A: You absolutely need to contact a Personal Injury Lawyer. If the other person is at fault they are responsible for your damages whether or not you had auto insurance. The only thing not having auto insurance will do is it will cut of your right to non-economic damages which is what you get for your pain and suffering, as provided in Oregon Statute ORS 31.715. You still have the right to get your property damages and your medical bills paid. There is an exception to ORS 31.715's limitations which essentially says if you recently had auto insurance but it lapsed, the penalty doesn't apply. You can read the law here: https://www.oregonlaws.org/ors/31.715. Either way you have a right to get compensated. A lawyer will help you figure this out. Meanwhile you should be getting medical treatment for your injuries using your personal medical insurance. Because you don't have auto insurance you can't use the medical benefit that all Oregon Auto policies have called PIP (Personal Injury Protection) but you can use your normal medical insurance. You will have to pay your normal medical co-pay or deductible but you might get reimbursed when the case settles. If you don't have medical insurance you can try a low cost clinic like the Virginia Garcia Clinic or a County Health Clinic. Where ever you go for treatment, keep in mind that they medical provider will have the right to a lien on whatever you recover from the other driver so be sure to tell your Attorney so that they include getting the lien satisfied when they settle your case.

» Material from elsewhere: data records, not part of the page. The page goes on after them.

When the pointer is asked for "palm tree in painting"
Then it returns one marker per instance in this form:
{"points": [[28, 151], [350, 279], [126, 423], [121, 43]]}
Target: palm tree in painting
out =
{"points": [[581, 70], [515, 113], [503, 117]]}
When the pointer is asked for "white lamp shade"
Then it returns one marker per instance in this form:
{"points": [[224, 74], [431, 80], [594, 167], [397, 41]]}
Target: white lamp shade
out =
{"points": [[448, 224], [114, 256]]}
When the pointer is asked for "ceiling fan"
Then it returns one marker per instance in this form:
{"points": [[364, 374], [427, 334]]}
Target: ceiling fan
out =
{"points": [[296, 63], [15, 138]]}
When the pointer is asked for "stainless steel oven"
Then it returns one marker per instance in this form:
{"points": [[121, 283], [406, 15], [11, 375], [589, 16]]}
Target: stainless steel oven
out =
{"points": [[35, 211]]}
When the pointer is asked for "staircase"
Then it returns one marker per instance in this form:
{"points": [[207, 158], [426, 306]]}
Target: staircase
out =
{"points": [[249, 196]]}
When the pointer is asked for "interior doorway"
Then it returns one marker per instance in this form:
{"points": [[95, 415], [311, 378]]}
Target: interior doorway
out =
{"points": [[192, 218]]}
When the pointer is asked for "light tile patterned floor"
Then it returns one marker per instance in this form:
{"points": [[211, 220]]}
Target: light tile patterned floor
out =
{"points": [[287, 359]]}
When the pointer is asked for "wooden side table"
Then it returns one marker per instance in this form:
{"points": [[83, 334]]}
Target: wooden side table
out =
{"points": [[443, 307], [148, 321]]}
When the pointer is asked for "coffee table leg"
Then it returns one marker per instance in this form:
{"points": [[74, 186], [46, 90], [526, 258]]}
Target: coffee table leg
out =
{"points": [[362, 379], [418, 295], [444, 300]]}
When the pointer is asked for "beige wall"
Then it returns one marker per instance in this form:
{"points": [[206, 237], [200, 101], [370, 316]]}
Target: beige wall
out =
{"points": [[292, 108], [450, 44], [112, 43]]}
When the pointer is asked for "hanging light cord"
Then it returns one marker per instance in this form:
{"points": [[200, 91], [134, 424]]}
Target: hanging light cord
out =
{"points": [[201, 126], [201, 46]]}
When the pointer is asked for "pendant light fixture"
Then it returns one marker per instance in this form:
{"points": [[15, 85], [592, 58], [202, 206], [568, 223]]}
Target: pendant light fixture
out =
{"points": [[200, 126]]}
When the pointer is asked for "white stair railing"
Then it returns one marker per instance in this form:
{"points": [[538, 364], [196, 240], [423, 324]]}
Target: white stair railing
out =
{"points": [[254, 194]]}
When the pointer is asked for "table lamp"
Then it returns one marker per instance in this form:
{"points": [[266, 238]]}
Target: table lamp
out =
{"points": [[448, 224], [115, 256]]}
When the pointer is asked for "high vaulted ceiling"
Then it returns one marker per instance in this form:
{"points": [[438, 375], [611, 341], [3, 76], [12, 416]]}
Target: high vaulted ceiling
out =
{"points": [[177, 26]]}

Q. if a dog was given as a gift to me as a child can my mom take her away.
A: Even though you are a minor you can own property. I can't say that in your situation the dog was given to you and became your property. There are probably two sides to the story. Typically pets are bought as family pets for the entire family even if the family says that the pet is for one particular person. As you describe the situation, the dog was given to you exclusively and is your dog. I doubt it is that simple. One or both of your parents probably helped pay for the care and feeding of the dog. True ownership means being 100% responsible for all related chores and expenses. Another part of the issue is that you are a minor child. Your parents can give you things and take the things away from you as part of parenting you until you become an adult. Ideally this is done for your safety or for some other reason like to make sure you are doing what you are supposed to be doing, such as doing well in school. So if your mother removed your dog as part of disciplining you she may well be within her rights as a parent. These are basically educated guesses as this isn't an area I normally practice in, ie determining the property rights of children as against their parents. Probably the best thing to do here is to discuss the situation with your father and let him deal with your mother and be your advocate as to your rights to have the dog. He can file a lawsuit called replevin to get the return of the dog as your guardian ad litem if the dog is truly your property. If your mom's need to have the dog is emotional, you might want to consider working out a shared custody arrangement where you and your mom both have days to have the dog. The frequency would depend on how close your mother lives to your present location, but if it is really close you could go there and walk the dog every day. On the other hand, if your mother is taking the dog as a way to manipulate you to spend more time with your mother, this isn't healthy parenting. This needs to be addressed by the family law court through a petition to modify parenting time.